To perform the sampling, we will use a Metropolis algorithm. (Note: This is not a preferred sampling algorithm; Hamiltonian Monte Carlo, for example, would perform better. We use Metropolis here to demonstrate how EQTK’s capabilities can be integrated into a larger calculation.) We will not show the details of the sampling algorithm here, but the source code is shown at the end of this document. To be concise, will run the .py file containing the sampling functions so we have access to them here.

[4]:
%run metropolis_hastings.py

Let’s look at the doc string of mh_sample(), the main sampling function.

[5]:
help(mh_sample)
Help on function mh_sample in module __main__:

mh_sample(logpost, x0, sigma=None, discrete=None, args=(), n_burn=1000, n_steps=1000, tune_interval=100, variable_names=None, return_acceptance_rate=False)
    Parameters
    ----------
    logpost : function
        The function to compute the log posterior. It has call
        signature `logpost(x, *args)`, and must by compiled with
        numba in nopython mode.
    x0 : ndarray, shape (n_variables,)
        The starting location of a walker in parameter space.
    sigma : ndarray, shape (n_variables,)
        The standard deviations for the proposal distribution.
        If None, takes all values to be one.
    discrete : ndarray of bools, shape (n_variables,)
        discrete[i] is True if variable i is discrete and False
        otherwise. If None (default), all entries are False.
    args : tuple
        Additional arguments passed to `logpost()` function.
    n_burn : int, default 1000
        Number of burn-in steps.
    n_steps : int, default 1000
        Number of steps to take after burn-in.
    tune_interval : int, default 100
        Number of steps to use when determining acceptance
        fraction for tuning.
    variable_names : list, length n_variables
        List of names of variables. If None, then variable names
        are sequential integers.
    return_acceptance_rate : bool, default False
        If True, also return acceptance rate.

    Returns
    -------
    output : DataFrame
        The first `n_variables` columns contain the samples.
        Additionally, column 'lnprob' has the log posterior value
        at each sample.

Importantly, the sampling function, mh_sample() requires an inputted log posterior function that is JITted with Numba. This means that we should use EQTK’s low-level interface to compute the equilibrium concentrations and ultimately the anisotropy.

Numba’d anisotropy

We will use eqtk.solveNK(), a JITted low-level function for computing the equilibrium concentrations. EQTK’s low-level functions require that the input be as contiguous Numpy arrays in C order. Further, instead of specifying the equilibrium constants, \(\mathbf{K}\), we supply their natural logarithm. Finally, the low-level functions return the natural logarithm of the dimensionless concentrations. With these considerations in mind, and also remembering the ordering of the concentrations (actin, actin-SD, F, actin-SD, actin-F), we can write a JITted function to compute the anisotropy.

[6]:
@numba.njit
def anisotropy(x0, N, logKd, logKdf, rf, rb):
    """User EQTK to compute the anisotropy."""
    logx = eqtk.solveNK(x0, N, np.array([logKd, logKdf]))
    x = np.exp(logx)

    return (rf * x[:,2] + rb * x[:,4]) / x0[:,2]

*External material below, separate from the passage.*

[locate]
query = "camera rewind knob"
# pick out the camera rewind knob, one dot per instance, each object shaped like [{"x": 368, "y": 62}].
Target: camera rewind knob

Specifying the log posterior

We can now specify the log posterior according to our statistical model. Note that we call the anisotropy() function in the log likelihood function. The anisotropy() function in turn calls eqtk.solveNK(). Because all of these functions are JITted with Numba, the entire log posterior can also be JITted.

[7]:
@numba.njit
def log_prior(logKd, logKdf, rf_d, rf_c, rb_d, rb_c, sigma):
    """Log prior, enforcing positivity constraints."""
    if rf_d <= 0 or rf_c <= 0 or rb_d <= 0 or rb_c <= 0 or sigma <= 0:
        return -np.inf

    lp = -(logKd ** 2) / 200
    lp -= logKdf ** 2 / 200
    lp -= (rf_d - 100) ** 2 / 1800
    lp -= (rf_c - 100) ** 2 / 1800
    lp -= (rb_d - 100) ** 2 / 1800
    lp -= (rb_c - 100) ** 2 / 1800
    lp -= sigma ** 2 / 200

    return lp


@numba.njit
def log_likelihood(
    logKd, logKdf, rf_d, rf_c, rb_d, rb_c, sigma, x0_d, x0_c, r_d, r_c, N
):
    """Log likelihood, with anisotropies computed using EQTK."""
    r_d_theor = anisotropy(x0_d, N, logKd, logKdf, rf_d, rb_d)
    r_c_theor = anisotropy(x0_c, N, logKd, logKdf, rf_c, rb_c)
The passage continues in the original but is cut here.